These are the key concepts you need to understand to accurately answer the question.

Understanding Continuous-Time Markov Chains
A continuous-time Markov chain (CTMC) is a stochastic model that describes a sequence of events occurring continuously over time, with the key property that the future state depends only on the current state and not on the sequence of events that preceded it. This 'memoryless' property is called the Markov property. In the context of our exercise, the system's state at any given time is the number of components currently under repair, making it a classic example of a CTMC.

In a CTMC, time between state transitions does not need to be fixed but is instead determined by the probability of transitioning from one state to another. For the system described, each state change is triggered either by the failure of a non-repairing component, or the repair completion of a currently repairing component, with these events happening randomly over continuous time.

CTMCs are widely used across various fields, from queueing theory in operations research to population genetics in biology. Understanding the mechanism of CTMCs is fundamental in predicting the behavior of systems over time and making informed decisions based on probabilistic models.
Exponential Distribution and Its Significance
The exponential distribution is a continuous probability distribution commonly used to model the time until an event occurs, such as the lifespan of an electronic component or the time between arrivals in a queue. The key characteristic of the exponential distribution is that it is memoryless, meaning that no matter how much time has elapsed, the probability of the event occurring in the next instant remains constant.

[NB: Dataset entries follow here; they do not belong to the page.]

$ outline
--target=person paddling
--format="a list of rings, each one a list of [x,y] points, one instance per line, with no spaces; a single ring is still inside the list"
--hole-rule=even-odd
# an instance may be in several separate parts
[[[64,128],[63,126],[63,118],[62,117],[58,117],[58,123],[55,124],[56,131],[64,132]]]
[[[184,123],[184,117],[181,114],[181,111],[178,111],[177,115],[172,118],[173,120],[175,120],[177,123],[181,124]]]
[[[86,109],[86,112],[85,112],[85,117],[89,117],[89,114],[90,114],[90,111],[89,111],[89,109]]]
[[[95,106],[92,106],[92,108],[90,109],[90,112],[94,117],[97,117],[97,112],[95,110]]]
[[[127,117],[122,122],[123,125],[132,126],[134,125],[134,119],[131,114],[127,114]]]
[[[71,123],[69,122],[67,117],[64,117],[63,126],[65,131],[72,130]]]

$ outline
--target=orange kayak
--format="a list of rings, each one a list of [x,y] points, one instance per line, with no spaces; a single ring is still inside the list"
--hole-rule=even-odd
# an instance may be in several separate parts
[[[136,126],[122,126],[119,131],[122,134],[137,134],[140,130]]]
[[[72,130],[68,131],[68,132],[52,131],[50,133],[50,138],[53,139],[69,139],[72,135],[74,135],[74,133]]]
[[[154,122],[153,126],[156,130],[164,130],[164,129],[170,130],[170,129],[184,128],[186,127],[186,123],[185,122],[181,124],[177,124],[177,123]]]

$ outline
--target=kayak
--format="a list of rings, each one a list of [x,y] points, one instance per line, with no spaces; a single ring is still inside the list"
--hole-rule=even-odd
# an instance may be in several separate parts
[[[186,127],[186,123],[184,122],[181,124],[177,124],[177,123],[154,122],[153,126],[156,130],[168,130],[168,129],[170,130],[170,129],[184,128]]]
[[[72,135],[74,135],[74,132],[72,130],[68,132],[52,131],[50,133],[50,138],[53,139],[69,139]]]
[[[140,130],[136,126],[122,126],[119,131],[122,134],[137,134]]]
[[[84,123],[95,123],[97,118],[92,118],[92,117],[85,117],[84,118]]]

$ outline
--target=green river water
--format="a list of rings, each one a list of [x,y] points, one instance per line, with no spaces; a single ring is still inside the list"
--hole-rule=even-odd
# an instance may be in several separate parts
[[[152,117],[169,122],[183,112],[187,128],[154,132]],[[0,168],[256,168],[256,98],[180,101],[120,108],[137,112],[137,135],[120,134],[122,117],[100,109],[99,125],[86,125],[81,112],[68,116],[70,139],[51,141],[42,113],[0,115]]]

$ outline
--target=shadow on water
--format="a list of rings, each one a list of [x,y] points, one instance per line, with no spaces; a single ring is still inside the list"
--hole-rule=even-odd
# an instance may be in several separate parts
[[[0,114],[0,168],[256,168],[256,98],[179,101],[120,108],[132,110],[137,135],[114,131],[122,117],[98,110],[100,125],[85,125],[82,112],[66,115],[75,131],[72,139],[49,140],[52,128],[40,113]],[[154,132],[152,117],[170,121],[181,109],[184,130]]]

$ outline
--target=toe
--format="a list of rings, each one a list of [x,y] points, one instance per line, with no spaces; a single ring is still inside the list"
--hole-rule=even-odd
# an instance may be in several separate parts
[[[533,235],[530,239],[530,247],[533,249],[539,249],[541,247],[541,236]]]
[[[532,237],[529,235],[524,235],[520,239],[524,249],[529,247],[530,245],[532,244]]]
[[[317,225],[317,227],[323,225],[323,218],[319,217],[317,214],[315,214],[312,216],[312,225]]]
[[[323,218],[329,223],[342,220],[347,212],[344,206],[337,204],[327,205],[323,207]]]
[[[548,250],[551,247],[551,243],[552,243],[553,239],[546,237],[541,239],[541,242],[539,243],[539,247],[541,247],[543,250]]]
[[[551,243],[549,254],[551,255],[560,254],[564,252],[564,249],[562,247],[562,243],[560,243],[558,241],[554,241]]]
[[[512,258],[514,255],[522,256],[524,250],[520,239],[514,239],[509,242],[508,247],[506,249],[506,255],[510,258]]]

This property aligns perfectly with the Markov property of CTMCs, hence its use in our exercise where the time until a component fails (or is repaired) is exponentially distributed with parameters \(\lambda\) and \(\mu\), respectively. The parameter \(\lambda\), the failure rate, dictates how quickly components fail on average, while \(\mu\) determines the speed of repairs. Modeling with exponential distribution greatly simplifies analysis and calculations in stochastic processes like the described birth and death process because it reduces complex time-related dependencies to straightforward rates.
Infinitesimal Parameters in Birth and Death Processes
In the birth and death processes, infinitesimal parameters are the fundamental building blocks used to describe the rate at which transitions between states occur. These parameters \( q_{n,n+1} \) and \( q_{n,n-1} \) are referred to as 'birth rates' and 'death rates,' respectively, in our exercise context. They define the instantaneous rate at which the system will 'give birth to' (add to) or 'witness the death of' (subtract from) the number of components being repaired.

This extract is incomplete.